Personalkosten steigen deutlich, Produktivität sinkt
Auf der Kostenseite waren 2025 vor allem die erneut deutlich steigenden Personalkosten ein wesentlicher Faktor, der die Branche wirtschaftlich weiter unter Druck gesetzt hat. Im Vergleich zu anderen großen Kostenblöcken im ÖPNV, wie etwa Strom und Diesel, die zum Teil nur moderat gestiegen oder gar leicht gesunken sind, sind die Personalkosten innerhalb des letzten Jahres um 5 % deutlich gestiegen.

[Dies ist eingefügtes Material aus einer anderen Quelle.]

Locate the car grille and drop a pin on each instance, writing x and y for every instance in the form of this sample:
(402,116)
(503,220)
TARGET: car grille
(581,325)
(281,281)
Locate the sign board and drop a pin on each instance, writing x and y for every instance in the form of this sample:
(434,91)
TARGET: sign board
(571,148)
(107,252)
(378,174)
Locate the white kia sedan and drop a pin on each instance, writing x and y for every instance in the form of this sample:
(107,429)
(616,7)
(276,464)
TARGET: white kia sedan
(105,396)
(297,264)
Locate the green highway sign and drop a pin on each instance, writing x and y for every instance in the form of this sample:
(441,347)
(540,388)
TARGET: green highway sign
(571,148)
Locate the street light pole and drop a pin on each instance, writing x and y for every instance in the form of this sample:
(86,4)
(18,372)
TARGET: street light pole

Gleichzeitig, das zeigt eine aktuelle Untersuchung aus der Branche, ist die Produktivität im Fahrdienst, also die Verfügbarkeit der Fahrpersonals, in den vergangenen Jahren stark gesunken. Die Untersuchung führt dies auf „eine Reduzierung von tarifvertraglichen Arbeitszeiten und eine Steigerung der Abwesenheitszeiten“ zurück. „Wir wollen gute Löhne zahlen und für gute Arbeitsbedingungen sorgen“, unterstrich Wortmann. Dies dürfe aber nicht dazu führen, dass die Verfügbarkeit und die Einsatzzeiten immer weiter sinken. Allen Beteiligten müsse – auch im Rahmen von Tarif-Verhandlungen – bewusst sein, dass ein leistungsstarker ÖPNV nur möglich ist, wenn die starke Sozialpartnerschaft zwischen Arbeitnehmern und Arbeitgebern weiterhin aufrecht erhalten bleibt. „In wirtschaftlich sehr angespannten Zeiten der Kommunen und der Branche müssen alle ihren Beitrag dazu leisten, damit der ÖPNV ein guter Arbeitgeber bleibt, wir zugleich aber als Mobilitäts-Dienstleister für unsere Gesellschaft unseren Auftrag bestmöglich erfüllen können“, sagte der VDV-Präsident abschließend.